Если постиндустриальный сдвиг требует активизации всех отраслей духовного производства и его нового доминирования в качестве основы и источника социальных практик, то сам этот сдвиг говорит в пользу активизации когнитивных презумпций, связанных с коллективной идентичностью. Здесь именно Восток выступает референтной группой. На протяжении XX в. восточное начало дважды мощно вторгалось во внутреннюю жизнь Запада. Сначала — в виде требований «социального государства», корректирующего социал-дарвинизм и атомистическую мораль успеха. Затем — в виде импульсов духовной реформации, а также социокультурных предпосылок постиндустриального сдвига.
Вопрос о перспективах духовного производства в значительной мере связан со степенью соотносительности мотивации духовного творчества с мотивацией христианской сострадательности и порожденными ею историческими парадоксами. Вправе ли мы ожидать поворотов в культуре и культурном творчестве, сопряженных с переходом от прометеевой завоевательной гордыни к коэволюционным установкам диалога, нового усыновления человека в Космосе?
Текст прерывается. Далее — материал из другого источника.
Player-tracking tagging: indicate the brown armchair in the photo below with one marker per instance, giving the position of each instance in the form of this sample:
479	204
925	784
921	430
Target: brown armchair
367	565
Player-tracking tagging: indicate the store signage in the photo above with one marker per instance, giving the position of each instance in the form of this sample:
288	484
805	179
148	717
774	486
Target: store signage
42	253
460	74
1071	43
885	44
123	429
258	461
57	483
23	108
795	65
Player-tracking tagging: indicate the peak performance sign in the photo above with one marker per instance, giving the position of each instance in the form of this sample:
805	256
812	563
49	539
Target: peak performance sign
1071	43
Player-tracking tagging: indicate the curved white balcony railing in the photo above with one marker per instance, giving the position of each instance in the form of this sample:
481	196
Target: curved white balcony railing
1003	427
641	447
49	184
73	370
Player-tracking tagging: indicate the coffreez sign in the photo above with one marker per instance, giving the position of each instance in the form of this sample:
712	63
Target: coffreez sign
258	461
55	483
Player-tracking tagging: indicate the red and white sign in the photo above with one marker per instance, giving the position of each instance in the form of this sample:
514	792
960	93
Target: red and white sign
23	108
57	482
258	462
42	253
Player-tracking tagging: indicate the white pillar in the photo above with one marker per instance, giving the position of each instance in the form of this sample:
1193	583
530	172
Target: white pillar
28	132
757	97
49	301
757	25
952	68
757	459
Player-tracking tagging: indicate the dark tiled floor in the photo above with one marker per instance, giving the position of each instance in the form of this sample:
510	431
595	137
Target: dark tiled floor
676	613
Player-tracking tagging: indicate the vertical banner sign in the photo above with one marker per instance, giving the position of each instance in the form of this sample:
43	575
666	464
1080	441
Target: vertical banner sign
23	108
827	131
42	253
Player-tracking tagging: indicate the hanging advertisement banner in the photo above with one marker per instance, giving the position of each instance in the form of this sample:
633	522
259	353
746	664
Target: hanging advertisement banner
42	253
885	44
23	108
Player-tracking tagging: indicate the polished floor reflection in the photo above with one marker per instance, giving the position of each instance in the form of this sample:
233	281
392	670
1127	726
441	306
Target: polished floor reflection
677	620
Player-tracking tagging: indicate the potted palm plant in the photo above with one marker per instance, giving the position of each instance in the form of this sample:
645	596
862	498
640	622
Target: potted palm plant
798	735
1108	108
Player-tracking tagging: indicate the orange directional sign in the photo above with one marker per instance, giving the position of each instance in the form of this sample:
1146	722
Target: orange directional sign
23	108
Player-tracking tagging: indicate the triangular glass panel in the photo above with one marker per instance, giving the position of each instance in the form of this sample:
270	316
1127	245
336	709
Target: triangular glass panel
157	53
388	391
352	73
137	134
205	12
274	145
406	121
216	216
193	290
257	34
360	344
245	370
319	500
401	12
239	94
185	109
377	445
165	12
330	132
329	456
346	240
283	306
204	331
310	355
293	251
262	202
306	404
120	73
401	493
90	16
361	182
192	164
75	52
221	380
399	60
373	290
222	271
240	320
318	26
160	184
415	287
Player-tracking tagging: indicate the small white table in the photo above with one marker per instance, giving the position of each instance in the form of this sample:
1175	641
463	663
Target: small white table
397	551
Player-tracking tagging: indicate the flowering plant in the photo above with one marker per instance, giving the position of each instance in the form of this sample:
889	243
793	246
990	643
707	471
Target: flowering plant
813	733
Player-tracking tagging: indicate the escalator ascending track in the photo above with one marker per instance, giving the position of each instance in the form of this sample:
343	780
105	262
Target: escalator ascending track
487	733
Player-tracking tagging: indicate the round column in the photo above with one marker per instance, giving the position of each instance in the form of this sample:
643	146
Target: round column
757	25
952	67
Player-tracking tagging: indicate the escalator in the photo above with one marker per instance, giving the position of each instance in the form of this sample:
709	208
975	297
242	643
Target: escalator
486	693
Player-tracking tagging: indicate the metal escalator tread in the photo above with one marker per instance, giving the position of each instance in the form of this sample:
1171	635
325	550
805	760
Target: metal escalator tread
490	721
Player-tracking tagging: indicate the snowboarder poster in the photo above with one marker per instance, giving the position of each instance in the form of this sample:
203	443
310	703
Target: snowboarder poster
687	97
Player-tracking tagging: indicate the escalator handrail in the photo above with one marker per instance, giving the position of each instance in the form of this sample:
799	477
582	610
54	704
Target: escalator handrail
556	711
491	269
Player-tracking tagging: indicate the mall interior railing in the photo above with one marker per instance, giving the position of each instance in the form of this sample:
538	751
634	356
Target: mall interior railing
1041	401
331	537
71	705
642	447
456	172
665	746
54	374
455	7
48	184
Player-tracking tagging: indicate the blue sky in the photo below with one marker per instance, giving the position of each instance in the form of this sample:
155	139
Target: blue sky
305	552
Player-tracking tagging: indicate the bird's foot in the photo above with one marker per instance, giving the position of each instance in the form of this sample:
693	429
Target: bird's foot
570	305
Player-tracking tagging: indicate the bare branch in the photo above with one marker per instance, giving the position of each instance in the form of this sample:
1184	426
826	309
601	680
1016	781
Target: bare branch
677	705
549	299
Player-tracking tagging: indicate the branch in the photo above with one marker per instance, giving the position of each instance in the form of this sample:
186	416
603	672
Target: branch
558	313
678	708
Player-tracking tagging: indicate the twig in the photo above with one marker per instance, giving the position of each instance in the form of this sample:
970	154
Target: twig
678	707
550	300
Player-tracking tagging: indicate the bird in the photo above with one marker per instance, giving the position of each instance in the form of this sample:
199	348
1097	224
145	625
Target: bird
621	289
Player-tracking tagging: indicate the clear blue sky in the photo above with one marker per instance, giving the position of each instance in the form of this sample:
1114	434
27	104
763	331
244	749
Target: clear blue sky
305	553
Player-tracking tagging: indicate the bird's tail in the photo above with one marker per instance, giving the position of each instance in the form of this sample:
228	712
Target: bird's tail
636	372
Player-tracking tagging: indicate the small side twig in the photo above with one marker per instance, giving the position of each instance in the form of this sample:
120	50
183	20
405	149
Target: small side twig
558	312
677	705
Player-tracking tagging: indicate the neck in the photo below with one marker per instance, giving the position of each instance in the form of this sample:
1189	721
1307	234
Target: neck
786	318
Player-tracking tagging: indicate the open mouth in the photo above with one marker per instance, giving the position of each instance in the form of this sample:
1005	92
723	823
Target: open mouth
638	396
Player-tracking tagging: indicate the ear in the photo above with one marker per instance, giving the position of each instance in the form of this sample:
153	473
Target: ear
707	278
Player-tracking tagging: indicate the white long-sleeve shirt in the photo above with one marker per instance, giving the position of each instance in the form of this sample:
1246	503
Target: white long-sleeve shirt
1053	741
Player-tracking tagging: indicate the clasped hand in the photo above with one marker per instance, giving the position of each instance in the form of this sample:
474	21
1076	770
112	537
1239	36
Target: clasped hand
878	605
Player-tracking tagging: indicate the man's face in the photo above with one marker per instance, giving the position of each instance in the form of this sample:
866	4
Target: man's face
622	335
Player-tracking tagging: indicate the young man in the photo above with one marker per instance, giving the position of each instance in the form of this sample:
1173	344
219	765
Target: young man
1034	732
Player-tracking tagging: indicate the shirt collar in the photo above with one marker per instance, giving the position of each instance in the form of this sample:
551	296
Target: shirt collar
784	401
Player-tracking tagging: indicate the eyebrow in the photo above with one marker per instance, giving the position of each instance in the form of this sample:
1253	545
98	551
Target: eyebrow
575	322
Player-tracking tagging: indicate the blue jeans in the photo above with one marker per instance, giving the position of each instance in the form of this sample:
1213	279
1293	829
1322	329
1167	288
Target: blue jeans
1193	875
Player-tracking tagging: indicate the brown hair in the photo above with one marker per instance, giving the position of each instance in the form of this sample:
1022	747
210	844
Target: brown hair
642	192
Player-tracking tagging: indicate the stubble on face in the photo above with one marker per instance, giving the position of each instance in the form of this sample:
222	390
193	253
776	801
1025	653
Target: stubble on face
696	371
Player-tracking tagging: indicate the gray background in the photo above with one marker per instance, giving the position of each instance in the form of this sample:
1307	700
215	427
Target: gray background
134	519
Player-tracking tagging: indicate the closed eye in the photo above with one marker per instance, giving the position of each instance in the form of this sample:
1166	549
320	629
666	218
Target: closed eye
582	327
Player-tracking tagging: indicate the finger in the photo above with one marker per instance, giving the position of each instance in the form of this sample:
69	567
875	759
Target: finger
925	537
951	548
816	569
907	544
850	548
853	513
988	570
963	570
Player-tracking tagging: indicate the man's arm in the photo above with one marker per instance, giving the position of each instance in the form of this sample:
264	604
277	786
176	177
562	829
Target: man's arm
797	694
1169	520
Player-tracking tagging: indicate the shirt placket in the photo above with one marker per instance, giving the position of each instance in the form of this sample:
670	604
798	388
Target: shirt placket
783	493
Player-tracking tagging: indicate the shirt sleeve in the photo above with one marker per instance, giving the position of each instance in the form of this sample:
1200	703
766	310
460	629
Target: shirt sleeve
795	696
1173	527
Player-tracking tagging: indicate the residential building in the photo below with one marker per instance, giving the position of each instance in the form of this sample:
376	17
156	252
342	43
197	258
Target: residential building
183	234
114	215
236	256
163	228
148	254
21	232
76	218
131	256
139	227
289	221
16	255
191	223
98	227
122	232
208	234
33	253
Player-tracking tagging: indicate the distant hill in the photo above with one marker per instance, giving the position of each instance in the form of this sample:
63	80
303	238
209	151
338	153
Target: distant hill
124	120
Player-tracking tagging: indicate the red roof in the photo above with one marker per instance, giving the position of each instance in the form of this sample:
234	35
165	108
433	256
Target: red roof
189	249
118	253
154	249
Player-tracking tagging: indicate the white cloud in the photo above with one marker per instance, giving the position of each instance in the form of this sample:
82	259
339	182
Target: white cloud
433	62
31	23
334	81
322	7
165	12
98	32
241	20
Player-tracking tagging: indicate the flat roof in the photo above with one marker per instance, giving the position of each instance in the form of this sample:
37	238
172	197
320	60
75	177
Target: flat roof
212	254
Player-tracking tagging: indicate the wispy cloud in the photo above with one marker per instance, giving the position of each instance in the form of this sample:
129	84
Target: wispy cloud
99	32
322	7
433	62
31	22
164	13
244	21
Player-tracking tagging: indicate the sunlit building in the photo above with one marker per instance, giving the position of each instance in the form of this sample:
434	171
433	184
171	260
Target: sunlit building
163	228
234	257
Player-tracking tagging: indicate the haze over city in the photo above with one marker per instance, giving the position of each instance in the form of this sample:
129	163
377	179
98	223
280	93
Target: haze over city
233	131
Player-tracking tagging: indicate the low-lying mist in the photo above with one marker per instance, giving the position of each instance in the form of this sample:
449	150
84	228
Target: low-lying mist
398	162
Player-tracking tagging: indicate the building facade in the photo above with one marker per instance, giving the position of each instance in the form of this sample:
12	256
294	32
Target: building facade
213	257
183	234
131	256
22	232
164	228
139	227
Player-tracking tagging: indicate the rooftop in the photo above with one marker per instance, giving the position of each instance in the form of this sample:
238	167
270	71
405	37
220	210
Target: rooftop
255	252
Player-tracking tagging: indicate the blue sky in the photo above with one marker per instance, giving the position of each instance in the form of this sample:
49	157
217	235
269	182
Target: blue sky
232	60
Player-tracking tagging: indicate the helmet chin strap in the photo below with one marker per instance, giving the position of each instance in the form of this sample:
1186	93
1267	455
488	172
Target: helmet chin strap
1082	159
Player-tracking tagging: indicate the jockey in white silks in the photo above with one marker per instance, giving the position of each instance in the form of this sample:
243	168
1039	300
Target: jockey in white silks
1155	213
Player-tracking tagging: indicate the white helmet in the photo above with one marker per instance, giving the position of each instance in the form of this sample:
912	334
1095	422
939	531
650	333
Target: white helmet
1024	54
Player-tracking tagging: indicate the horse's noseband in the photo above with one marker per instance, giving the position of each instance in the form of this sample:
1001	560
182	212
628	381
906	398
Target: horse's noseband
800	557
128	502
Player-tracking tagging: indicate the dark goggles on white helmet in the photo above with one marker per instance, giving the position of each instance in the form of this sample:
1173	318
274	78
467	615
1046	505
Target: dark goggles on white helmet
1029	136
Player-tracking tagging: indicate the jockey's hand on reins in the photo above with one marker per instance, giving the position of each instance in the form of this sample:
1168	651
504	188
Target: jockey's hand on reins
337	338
Мы привыкли полагать, что творчество есть дерзание и в этом смысле соответствует мироустроительным установкам западного модерна. Является ли установка эгоистического возвеличения окончательным выбором творческой культуры? Каким культурно-творческим потенциалом может обладать другая, христианская по происхождению установка?
Апостол Павел писал: «Бог избрал немудрое мира, чтобы посрамить мудрых, и немощное мира, чтобы посрамить сильное; и незнатное мира, и уничиженное, и ничего не значащее избрал бог чтобы упразднить значащее…» (Кор. 1, 27–29).
Как соотносятся парадоксы культурного творчества с теми парадоксами, о которых говорит апостол Павел? Вправе ли мы ожидать, что приоритетное значение в творческих усилиях будущих поколений получат не мотивы преобразования и покорения мира а мотивы защиты, сбережения, «жаления»?
Едва ли мотивация защиты и сбережения окажется менее вдохновительной в творческом плане, чем прежние завоевательные мотивации. И в плане происхождения, и в плане современной цивилизационной географии новая мотивация свойственна, скорее, Востоку, нежели Западу. Во всяком случае, предположение, что перед лицом грозных глобальных проблем мировая социальная практика повернет от Запада к Востоку, от модерна к реформационной аскезе, а практика культурного творчества будет по-прежнему развертываться в духе устремлений модерна, лишено смысла.
Активизация цивилизационных начал внутреннего Востока требуется Западу для того, чтобы постиндустриальный сдвиг не завершился экстенсивным развитием технической цивилизации. Чем больше «внутреннего Востока» окажется на Западе, тем вероятнее перспектива формирования единого, планетарного постиндустриального общества, а вместе с ним — и единой исторической судьбы человечества.